С другой стороны, не надо путать экстремистов с теми мусульманами, кому не дают возможности молиться, общаться с духовенством, и они вынуждены протестовать. У нас в Бутырской тюрьме была такая ситуация, пока не открылась мечеть, пока не появился имам.
— Может на ситуацию как-то повлиять российский Совет муфтиев, раз уж вербовка ведется среди умеренных мусульман?
— Совет муфтиев, к сожалению, на экстремистов повлиять не может. И вообще надо, помнить, что в России более ста течений ислама. Новые возникают постоянно. И они друг друга порой не признают. А радикалы считают себя поборниками "чистого ислама", они не бывают суфитами, то есть не почитают мусульманских праведников, вырывают отдельные фразы из Корана и трактуют их по-своему.
— В столичных СИЗО православные священники работают бок о бок с мусульманским духовенством. Насколько удачен этот опыт?
— Мы вместе проводим обходы и происходят интересные вещи. Допустим, если имам заходит в камеру один, то мусульмане начинают уточнять: какое направление он представляет, кто по национальности. Есть такие, кто не любит священников-татар и так далее. Другим словом, расслоение проявляется во всю силу. А когда мы приходим вдвоем, то говорим: "христиане ко мне", "мусульмане ко мне", — и все эти внутренние разночтения уходят на второй план. Люди делают простой и понятный выбор, показывают перед сокамерникам свою религиозную принадлежность, преодолевают внутренние колебания.
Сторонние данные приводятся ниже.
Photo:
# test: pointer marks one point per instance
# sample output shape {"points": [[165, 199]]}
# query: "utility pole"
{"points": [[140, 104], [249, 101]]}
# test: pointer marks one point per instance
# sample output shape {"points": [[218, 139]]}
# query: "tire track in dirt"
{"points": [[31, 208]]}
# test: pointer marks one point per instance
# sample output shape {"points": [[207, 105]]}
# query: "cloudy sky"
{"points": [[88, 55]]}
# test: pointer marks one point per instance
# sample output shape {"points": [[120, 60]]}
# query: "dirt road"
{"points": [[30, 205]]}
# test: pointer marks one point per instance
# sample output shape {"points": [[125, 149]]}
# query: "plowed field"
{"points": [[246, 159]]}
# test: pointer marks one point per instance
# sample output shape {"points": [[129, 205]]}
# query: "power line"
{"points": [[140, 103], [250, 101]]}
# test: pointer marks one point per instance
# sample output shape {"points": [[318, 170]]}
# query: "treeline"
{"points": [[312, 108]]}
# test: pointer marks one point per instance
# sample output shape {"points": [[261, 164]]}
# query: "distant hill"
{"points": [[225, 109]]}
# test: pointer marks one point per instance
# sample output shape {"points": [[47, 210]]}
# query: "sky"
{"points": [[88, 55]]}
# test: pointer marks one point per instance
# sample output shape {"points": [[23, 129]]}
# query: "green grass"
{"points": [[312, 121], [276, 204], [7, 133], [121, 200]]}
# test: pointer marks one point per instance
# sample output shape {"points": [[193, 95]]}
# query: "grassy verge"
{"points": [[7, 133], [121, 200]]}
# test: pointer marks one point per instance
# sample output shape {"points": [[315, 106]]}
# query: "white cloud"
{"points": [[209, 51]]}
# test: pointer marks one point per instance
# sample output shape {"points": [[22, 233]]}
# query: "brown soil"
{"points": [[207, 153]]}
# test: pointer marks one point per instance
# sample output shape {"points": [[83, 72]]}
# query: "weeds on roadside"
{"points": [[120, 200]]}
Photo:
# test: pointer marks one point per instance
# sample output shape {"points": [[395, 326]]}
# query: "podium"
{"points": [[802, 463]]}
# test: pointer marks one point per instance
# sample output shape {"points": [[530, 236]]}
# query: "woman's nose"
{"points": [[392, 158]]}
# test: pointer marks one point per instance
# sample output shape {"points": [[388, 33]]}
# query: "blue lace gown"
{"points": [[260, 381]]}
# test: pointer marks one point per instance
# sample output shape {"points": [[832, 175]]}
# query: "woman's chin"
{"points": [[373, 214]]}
— Вы говорите, что работать вместе православным и мусульманским священникам хорошо. Но, при этом, вы же свидетельствуете о том, что истинная вера только христианская, а они, что только мусульманская. Нет ли противоречия?
— Меня, бывает, попрекают в преуменьшении значения христианства и повышении авторитета мусульманства. Но нужно учитывать реальное положение вещей. Люди рождаются и живут в определенной религиозной традиции. Твердить среди последователей пророка Мухаммеда, что их вера неправильная не везде и не всегда возможно. Особенно в тюрьме, где коммуникация между людьми и без того усложняется. Важнее продемонстрировать уважение к человеку, его искренним убеждениям.
Скажу больше, заходя порой в камеру я называю себя мусульманином. Это буквально означает, что я покорен Богу. Сторонники традиционного ислама тоже к христианам относятся с уважением, называя нас "людьми книги", то есть Библии.
— А, кроме совместных обходов, какое идет сотрудничество?
— У нас проходят недели молитв, когда христиане и мусульмане молятся об одном и том же: о пострадавших от преступлений и так далее. Отдельно, конечно, друг от друга. Сотрудничество здесь заключается в совместном определении тем для молитв. Как раз завтра, 20 марта, начинается такая неделя. Причем не только в Москве, но и в других регионах России.
— Кого, чаще всего, берут в разработку ваххабиты и прочие радикалы, что у таких людей общего?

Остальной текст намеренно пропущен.